Scopriamo nuove cose della nostra storia profonda non solo leggendola nel nostro DNA, ma anche in chi ci sta vicino. Confrontando il DNA del pidocchio del capo con quello del pidocchio del corpo, si è per esempio potuto stabilire quando abbiamo cominciato a indossare con regolarità degli indumenti: circa 190mila anni or sono, vale a dire quando, liberatici della peluria, avevano cominciato a crescerci i capelli.
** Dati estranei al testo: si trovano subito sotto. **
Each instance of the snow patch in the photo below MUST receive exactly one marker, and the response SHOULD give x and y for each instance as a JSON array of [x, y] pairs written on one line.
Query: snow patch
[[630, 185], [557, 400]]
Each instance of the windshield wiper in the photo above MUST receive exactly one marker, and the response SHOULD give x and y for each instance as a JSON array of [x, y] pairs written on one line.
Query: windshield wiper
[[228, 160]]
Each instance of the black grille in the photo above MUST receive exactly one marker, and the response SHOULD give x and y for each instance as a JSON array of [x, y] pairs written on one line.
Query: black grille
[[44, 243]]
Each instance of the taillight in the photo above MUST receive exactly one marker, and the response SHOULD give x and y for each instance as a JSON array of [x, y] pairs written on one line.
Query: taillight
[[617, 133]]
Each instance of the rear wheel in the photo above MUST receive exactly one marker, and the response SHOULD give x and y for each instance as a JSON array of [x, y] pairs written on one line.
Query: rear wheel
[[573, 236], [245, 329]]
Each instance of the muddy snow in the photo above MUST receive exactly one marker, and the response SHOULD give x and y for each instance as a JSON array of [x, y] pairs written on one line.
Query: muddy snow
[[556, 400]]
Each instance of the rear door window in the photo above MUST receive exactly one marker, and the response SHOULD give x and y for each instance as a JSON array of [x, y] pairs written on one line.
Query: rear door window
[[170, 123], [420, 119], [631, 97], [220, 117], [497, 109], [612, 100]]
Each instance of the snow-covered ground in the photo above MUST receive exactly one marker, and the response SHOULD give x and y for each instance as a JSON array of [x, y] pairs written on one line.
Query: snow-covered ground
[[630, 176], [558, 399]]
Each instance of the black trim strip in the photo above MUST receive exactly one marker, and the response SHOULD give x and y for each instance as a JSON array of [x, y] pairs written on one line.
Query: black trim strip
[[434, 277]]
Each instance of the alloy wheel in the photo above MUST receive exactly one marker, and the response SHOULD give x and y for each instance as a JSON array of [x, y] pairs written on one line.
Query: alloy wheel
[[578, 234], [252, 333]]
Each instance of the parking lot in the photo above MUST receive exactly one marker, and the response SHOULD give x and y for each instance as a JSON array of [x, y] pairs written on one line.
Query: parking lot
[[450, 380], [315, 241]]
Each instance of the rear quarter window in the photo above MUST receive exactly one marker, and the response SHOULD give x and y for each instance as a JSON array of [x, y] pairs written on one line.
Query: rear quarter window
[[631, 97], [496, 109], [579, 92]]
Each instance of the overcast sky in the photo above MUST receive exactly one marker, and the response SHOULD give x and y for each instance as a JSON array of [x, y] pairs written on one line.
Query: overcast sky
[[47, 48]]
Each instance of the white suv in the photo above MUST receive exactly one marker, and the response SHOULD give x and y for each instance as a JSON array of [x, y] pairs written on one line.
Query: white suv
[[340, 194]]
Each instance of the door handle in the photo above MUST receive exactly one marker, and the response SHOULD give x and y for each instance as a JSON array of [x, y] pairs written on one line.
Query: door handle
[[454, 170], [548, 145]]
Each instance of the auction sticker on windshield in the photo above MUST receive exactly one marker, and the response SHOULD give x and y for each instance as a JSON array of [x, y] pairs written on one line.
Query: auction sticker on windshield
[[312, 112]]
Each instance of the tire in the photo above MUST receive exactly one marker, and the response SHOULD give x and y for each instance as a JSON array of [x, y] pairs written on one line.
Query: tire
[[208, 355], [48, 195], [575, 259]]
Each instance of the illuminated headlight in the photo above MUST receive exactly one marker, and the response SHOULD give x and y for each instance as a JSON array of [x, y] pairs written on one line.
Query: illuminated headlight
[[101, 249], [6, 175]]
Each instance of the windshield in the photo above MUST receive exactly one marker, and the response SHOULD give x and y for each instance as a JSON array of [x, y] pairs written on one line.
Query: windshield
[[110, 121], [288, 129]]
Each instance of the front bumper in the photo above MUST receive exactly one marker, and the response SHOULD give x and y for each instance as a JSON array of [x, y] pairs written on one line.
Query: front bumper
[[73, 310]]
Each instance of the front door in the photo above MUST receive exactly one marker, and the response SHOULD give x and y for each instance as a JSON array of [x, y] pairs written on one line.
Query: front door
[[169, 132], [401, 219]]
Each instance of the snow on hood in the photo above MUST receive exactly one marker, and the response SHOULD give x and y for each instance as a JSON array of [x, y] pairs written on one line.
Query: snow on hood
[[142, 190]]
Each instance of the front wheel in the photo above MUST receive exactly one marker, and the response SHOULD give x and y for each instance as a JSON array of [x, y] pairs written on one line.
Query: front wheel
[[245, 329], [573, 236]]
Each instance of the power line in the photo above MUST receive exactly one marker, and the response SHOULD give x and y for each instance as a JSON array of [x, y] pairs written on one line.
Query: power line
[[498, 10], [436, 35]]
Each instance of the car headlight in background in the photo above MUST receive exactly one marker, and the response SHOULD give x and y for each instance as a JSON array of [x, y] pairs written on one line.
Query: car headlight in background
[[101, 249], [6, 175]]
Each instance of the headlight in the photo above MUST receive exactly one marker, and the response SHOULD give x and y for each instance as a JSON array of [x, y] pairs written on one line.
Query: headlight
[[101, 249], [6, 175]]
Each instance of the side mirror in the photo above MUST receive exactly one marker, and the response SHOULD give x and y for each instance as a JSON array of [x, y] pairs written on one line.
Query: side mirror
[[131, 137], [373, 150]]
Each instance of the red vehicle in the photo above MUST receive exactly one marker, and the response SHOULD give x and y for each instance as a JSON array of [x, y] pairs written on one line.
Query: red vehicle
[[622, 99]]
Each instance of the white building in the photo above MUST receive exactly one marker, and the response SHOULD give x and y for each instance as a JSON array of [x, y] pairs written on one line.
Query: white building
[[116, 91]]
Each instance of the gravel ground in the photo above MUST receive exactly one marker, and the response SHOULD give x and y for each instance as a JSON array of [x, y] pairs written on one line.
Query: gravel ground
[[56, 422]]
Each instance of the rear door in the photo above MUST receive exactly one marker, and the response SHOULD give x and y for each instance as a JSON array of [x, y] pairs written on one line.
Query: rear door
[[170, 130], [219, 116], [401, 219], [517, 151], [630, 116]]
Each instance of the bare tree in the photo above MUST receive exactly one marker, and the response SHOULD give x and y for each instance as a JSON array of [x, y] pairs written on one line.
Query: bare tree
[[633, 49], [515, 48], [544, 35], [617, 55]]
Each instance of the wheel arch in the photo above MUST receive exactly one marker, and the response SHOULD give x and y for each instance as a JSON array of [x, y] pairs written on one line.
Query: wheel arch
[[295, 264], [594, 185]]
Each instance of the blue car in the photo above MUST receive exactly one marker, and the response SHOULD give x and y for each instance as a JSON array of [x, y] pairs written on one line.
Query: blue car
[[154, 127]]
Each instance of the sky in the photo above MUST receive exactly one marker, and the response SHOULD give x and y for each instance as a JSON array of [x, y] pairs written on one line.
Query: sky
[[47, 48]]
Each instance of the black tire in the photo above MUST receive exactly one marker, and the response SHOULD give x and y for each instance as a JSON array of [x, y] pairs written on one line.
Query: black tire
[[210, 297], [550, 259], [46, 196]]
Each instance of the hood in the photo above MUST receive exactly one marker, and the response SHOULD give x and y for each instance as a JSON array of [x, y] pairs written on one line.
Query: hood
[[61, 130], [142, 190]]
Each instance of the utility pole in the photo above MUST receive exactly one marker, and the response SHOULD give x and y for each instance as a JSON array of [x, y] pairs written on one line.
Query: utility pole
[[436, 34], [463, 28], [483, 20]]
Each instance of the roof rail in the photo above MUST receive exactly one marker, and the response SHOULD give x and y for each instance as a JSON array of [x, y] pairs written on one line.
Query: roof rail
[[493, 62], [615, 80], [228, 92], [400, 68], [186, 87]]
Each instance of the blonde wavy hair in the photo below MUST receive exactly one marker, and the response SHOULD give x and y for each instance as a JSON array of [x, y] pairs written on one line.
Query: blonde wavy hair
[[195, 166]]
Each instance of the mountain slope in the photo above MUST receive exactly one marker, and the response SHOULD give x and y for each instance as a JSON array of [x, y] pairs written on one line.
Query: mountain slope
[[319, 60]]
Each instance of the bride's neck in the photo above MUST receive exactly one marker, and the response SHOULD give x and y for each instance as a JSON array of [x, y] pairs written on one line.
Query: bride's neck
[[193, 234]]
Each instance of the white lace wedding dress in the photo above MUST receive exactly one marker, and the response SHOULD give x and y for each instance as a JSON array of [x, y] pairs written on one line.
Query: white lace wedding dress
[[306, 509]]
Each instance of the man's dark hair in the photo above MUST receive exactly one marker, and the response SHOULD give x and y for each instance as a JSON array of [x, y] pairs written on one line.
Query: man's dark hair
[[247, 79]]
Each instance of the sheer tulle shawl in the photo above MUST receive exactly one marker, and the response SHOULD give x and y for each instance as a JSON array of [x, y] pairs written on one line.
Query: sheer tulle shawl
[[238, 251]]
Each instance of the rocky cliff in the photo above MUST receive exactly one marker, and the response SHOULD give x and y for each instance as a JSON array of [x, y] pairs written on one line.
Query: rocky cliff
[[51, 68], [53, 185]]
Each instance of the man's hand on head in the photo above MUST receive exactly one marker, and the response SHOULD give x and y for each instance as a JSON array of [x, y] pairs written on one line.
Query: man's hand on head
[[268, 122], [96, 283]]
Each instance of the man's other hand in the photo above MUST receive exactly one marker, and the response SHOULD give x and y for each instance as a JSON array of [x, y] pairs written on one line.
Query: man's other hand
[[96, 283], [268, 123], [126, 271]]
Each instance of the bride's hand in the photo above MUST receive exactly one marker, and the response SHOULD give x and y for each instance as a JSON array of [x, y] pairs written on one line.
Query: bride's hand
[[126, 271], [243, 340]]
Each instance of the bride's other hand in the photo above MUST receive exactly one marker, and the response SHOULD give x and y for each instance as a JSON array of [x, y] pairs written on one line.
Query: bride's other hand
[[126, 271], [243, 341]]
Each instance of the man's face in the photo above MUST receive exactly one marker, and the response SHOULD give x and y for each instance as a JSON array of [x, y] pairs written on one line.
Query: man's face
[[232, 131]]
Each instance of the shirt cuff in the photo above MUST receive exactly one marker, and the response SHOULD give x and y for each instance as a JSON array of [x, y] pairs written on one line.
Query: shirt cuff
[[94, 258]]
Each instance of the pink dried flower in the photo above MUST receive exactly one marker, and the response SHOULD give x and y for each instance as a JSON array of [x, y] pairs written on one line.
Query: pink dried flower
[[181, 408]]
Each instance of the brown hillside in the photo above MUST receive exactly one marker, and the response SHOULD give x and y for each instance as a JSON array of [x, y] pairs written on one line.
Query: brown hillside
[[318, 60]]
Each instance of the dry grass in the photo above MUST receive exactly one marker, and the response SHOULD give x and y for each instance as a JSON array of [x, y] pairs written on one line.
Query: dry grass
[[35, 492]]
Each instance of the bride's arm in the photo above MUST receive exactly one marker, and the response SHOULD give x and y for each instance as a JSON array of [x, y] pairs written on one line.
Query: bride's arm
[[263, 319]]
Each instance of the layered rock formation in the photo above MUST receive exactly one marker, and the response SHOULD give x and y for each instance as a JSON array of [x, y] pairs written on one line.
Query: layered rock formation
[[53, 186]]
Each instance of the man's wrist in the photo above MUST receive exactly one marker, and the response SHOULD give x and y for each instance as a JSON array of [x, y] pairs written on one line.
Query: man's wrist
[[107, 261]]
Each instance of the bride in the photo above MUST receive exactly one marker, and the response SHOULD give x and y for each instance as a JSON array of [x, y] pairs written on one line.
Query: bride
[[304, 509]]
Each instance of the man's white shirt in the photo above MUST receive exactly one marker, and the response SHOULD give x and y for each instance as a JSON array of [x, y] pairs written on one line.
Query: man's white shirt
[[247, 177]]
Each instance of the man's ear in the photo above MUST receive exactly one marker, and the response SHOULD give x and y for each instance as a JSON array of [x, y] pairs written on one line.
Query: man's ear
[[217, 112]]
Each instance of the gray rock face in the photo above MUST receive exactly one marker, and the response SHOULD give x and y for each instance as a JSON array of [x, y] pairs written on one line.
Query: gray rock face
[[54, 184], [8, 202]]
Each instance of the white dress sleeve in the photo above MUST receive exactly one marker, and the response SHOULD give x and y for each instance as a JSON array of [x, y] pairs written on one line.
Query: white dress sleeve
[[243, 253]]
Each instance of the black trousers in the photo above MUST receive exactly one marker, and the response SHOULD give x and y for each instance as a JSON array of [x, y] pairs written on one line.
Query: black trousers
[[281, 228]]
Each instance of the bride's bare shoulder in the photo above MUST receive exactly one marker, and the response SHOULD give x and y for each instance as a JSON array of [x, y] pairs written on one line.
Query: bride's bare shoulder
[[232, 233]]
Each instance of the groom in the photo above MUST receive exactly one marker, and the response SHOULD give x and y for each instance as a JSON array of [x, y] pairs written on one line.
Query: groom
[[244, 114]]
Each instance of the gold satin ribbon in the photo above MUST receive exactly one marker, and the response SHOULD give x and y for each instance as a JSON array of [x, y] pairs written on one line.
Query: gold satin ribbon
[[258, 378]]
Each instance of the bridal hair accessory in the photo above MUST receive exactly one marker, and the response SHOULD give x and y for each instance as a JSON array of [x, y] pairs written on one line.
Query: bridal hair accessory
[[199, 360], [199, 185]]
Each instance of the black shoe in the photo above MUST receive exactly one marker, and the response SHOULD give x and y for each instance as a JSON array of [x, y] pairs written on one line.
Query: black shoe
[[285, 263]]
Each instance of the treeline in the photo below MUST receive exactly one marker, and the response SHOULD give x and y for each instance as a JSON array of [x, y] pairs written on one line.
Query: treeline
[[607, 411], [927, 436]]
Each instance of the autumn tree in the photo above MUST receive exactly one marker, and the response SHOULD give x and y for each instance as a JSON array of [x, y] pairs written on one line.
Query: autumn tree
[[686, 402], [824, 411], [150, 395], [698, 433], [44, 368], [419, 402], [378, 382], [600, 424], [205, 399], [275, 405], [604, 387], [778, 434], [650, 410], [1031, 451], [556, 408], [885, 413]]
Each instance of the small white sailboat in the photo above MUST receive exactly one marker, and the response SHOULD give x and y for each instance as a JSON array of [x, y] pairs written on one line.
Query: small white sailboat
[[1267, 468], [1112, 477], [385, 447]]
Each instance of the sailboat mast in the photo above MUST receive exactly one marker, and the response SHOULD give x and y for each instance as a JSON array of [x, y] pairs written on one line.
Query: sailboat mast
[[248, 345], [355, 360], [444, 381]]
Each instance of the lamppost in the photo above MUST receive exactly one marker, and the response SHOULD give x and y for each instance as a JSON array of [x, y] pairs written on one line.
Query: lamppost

Mentre il costo per il sequenziamento di un intero genoma, in un decennio, si è ridotto da tre miliardi di franchi a circa diecimila, nuove storie molto avvincenti stanno per essere raccontate non solo dalla genetica ma anche dall’epigenetica. È proprio su questa disciplina che, negli ultimi capitoli del suo libro, San Kean attira l’attenzione: dallo studio del modo in cui l’ambiente e le nostre abitudini, anche nel corso della nostra stessa vita, regolano l’espressione dei geni, sta emergendo un fatto nuovo, vale a dire che il DNA non contiene istruzioni che gli organismi eseguono come un hardware eseguirebbe un software, non c’è un determinismo assoluto; siamo, invece, di fronte a qualcosa che assomiglia di più a una partitura musicale, la quale definisce, sì, dei vincoli, ma poi chiede di essere interpretata. È così anche delle istruzioni depositate nel nucleo di ogni nostra cellula.